The existing prospective studies have described variable patient responses and significant adverse reactions, including hypersensitive reactions, lupuslike reactions, and abdominal pain secondary to colon cancer, tuberculosis, and motor neuropathy. The studies varied in their outcome assessment, population studied, and dose of infliximab used in patients with hidradenitis suppurativa. [113] In a study in the United Kingdom, the authors looked at 134 responses to an online survey of dermatology consultants, nurses, and general practitioners who treat patients with hidradenitis suppurativa, in order to see how much variation there is in the types of treatment patients receive; 46% of responders included infliximab in their top 10 treatments. [114] Moderate-quality evidence suggests that infliximab is effective in hidradenitis suppurativa. [115]

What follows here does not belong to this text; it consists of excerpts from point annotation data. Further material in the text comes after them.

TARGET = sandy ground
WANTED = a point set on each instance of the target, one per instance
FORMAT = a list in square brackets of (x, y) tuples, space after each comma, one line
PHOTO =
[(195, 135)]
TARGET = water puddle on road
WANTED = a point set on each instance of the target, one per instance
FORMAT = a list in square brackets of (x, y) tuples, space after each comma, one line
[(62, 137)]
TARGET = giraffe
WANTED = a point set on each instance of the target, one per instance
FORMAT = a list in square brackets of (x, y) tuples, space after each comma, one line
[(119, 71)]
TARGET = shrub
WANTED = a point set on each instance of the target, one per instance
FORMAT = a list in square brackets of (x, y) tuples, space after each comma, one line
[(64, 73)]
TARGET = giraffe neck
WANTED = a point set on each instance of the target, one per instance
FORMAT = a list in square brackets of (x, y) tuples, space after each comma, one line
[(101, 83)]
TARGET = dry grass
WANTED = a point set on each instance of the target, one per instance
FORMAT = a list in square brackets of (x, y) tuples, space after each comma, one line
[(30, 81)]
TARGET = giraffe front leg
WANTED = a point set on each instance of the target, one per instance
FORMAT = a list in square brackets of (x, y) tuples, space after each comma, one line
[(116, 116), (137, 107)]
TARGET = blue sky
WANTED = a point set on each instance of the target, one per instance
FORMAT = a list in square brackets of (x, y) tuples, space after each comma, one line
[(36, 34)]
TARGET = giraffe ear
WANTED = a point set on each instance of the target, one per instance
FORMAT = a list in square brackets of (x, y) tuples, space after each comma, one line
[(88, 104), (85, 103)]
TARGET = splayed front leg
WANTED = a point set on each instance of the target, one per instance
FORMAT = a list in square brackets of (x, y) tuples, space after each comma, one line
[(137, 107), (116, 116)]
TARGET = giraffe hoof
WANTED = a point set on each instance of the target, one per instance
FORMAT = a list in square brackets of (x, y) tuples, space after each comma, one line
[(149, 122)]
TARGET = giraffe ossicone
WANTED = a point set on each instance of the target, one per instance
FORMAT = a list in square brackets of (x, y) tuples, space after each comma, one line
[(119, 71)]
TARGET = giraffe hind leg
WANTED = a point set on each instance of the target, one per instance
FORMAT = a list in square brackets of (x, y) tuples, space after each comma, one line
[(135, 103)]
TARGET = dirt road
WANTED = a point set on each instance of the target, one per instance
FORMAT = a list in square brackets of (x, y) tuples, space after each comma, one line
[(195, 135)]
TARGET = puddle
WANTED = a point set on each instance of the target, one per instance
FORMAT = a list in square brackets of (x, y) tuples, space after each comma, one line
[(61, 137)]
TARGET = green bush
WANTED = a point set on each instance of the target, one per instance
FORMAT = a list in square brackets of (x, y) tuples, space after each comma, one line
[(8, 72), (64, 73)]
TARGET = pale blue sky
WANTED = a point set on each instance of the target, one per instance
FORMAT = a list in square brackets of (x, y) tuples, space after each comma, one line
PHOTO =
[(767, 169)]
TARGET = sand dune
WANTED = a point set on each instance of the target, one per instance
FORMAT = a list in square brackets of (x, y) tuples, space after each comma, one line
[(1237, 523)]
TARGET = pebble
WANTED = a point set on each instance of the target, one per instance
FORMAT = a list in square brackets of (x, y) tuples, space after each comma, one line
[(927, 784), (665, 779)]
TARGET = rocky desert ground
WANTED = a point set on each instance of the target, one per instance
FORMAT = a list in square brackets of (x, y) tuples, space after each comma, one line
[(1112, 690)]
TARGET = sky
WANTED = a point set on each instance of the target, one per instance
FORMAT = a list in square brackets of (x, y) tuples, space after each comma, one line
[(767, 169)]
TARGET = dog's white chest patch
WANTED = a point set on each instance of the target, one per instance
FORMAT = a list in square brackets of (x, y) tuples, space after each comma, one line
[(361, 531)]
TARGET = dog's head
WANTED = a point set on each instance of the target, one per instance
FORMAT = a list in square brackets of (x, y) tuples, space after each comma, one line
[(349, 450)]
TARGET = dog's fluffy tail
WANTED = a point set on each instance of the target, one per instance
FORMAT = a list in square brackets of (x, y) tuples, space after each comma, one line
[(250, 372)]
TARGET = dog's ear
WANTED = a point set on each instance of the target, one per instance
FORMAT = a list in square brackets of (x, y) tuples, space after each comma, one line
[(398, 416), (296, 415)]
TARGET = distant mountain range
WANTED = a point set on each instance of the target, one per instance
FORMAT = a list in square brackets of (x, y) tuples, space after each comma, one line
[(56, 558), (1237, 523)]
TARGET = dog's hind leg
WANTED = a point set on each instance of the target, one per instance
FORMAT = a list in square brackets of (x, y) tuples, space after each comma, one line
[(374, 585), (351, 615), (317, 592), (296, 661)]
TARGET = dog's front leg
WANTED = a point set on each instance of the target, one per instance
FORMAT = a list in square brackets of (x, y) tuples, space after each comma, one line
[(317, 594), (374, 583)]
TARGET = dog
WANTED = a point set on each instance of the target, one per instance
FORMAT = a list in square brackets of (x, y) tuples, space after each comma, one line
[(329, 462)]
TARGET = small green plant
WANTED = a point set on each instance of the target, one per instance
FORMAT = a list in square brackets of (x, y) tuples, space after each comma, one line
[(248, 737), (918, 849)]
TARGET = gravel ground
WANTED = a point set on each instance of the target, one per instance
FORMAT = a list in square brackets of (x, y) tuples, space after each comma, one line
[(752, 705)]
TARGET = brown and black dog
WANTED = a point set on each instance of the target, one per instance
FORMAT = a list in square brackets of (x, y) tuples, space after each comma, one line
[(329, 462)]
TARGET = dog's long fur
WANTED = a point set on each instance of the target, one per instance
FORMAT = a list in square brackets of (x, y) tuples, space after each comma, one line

Other TNF-alpha inhibitors, including etanercept (a human fusion protein receptor consisting of 2 human TNF-alpha receptors and Fc domain of human immunoglobulin G1) and adalimumab (a fully humanized recombinant anti-TNF-alpha monoclonal antibody), have also been studied. For etanercept, not enough information is available to assess the true risks of TNF-alpha inhibitor use as therapy for hidradenitis suppurativa. Thus, randomized controlled studies are necessary to determine the risk-to-benefit ratio of TNF-alpha inhibitor therapy in the treatment of hidradenitis suppurativa. [115, 116, 117, 118, 119]  In 2015, the FDA approved adalimumab to treat moderate-to-severe hidradenitis suppurativa in adults showing inadequate response to conventional therapy. The indication was expanded in 2018 to include adolescents aged 12 years or older. Approval for adolescents was supported by evidence from adequate and well-controlled studies in adults. Additional population pharmacokinetic modeling and simulation predicted that weight-based dosing was generally similar to adults. Adalimumab is recommended as a first-line treatment option in patients with moderate-to-severe hidradenitis suppurativa who are unresponsive to or intolerant of oral antibiotics. [100]

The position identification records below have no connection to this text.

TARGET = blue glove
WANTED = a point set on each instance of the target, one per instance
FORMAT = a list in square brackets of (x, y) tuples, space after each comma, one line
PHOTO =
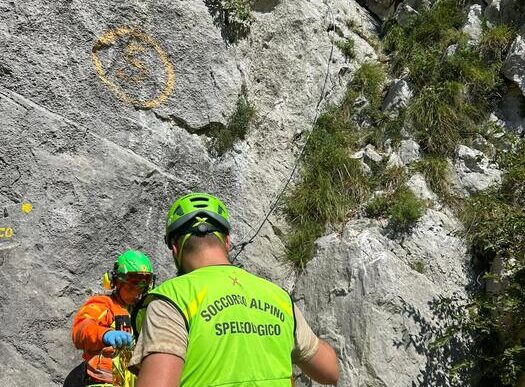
[(117, 339)]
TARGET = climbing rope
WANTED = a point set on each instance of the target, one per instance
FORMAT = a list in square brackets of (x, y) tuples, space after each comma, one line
[(242, 245)]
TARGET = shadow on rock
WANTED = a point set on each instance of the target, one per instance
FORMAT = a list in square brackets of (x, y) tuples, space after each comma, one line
[(76, 377), (441, 340)]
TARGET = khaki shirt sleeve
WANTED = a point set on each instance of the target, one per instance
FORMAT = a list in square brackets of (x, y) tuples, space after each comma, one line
[(306, 342), (163, 330)]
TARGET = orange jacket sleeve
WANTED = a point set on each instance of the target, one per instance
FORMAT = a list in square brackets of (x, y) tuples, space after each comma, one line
[(92, 320)]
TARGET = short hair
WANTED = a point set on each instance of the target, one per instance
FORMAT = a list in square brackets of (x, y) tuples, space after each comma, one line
[(197, 242)]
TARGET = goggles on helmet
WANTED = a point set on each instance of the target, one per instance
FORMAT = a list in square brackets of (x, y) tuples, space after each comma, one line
[(139, 280)]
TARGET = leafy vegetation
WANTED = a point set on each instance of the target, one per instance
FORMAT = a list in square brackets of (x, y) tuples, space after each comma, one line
[(225, 137), (334, 184), (456, 85), (347, 47)]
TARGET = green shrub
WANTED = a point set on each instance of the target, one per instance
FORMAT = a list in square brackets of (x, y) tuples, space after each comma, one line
[(418, 266), (369, 80), (438, 116), (239, 11), (377, 206), (347, 47), (494, 42), (225, 137), (332, 184), (405, 210)]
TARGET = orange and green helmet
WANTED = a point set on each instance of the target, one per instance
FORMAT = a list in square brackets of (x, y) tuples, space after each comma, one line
[(196, 214), (132, 262)]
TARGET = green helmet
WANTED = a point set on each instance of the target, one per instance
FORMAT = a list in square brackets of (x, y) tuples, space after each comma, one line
[(132, 261), (211, 215)]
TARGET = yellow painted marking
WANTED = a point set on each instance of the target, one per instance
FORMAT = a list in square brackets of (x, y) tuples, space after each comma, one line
[(6, 232), (193, 306), (27, 208), (134, 48)]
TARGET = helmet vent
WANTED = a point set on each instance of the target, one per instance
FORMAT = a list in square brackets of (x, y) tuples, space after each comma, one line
[(179, 211), (198, 199)]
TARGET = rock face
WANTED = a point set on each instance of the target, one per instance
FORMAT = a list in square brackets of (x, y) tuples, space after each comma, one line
[(473, 25), (107, 111), (474, 170), (398, 96), (373, 294), (514, 67)]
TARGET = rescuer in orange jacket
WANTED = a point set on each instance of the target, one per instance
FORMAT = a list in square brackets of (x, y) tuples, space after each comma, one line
[(103, 323)]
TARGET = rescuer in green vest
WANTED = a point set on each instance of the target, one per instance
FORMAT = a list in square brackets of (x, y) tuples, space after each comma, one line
[(216, 324)]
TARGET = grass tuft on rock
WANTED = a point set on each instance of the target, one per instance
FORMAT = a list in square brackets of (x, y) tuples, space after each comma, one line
[(237, 128)]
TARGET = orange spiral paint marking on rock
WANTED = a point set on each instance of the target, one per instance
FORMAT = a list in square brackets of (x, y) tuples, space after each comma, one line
[(109, 39)]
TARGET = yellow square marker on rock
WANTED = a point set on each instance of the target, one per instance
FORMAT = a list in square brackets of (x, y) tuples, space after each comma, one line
[(27, 208)]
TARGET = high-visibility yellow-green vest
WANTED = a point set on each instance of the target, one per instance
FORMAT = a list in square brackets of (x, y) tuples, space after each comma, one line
[(240, 327)]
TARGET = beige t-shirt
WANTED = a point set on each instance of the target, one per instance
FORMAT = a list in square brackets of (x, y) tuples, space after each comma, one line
[(163, 330)]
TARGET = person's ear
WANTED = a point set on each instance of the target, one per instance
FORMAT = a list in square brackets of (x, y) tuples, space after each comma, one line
[(228, 242), (174, 248)]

More, larger randomized controlled studies are required to investigate most hidradenitis suppurativa interventions, particularly oral treatments with biologics. Moderate-quality evidence suggests that adalimumab given weekly and infliximab are effective, whereas adalimumab every other week is ineffective. [115] No definitive conclusions regarding the most effective biological drug for hidradenitis suppurativa could be drawn. Higher dosage schedules seem to be associated with higher response rates. The lack of response of one particular drug does not preclude the potential efficacy of another biological treatment.

Therapeutic experience with nonspecific immunosuppression in hidradenitis suppurativa using methotrexate is unlikely to offer any significant advance. Different immunosuppressive medications, including methotrexate and cyclosporin A, have been used in case reports. [2] Before finally determining the value (or lack of value) of methotrexate in hidradenitis suppurativa, investigation of different dosage schedules in future patients with hidradenitis suppurativa would be worthwhile. Data assessing the appropriate dose or duration of cyclosporin A for hidradenitis suppurativa are limited. Beneficial effects of cyclosporin A are reported in limited cases. Use should therefore be reserved for cases in which standard first-, second-, and third-line therapies have failed until further evidence is available. Daily doses of 2-6 mg/kg have been used for variable duration (6 weeks to 7 months). [1]

Estrogen derivatives

The therapy is mainly indicated for female patients with menstrual abnormalities, signs of hyperandrogenism, or upper normal or high serum levels of dehydroepiandrosterone, androstenedione, and/or sexual hormone-binding protein. [1]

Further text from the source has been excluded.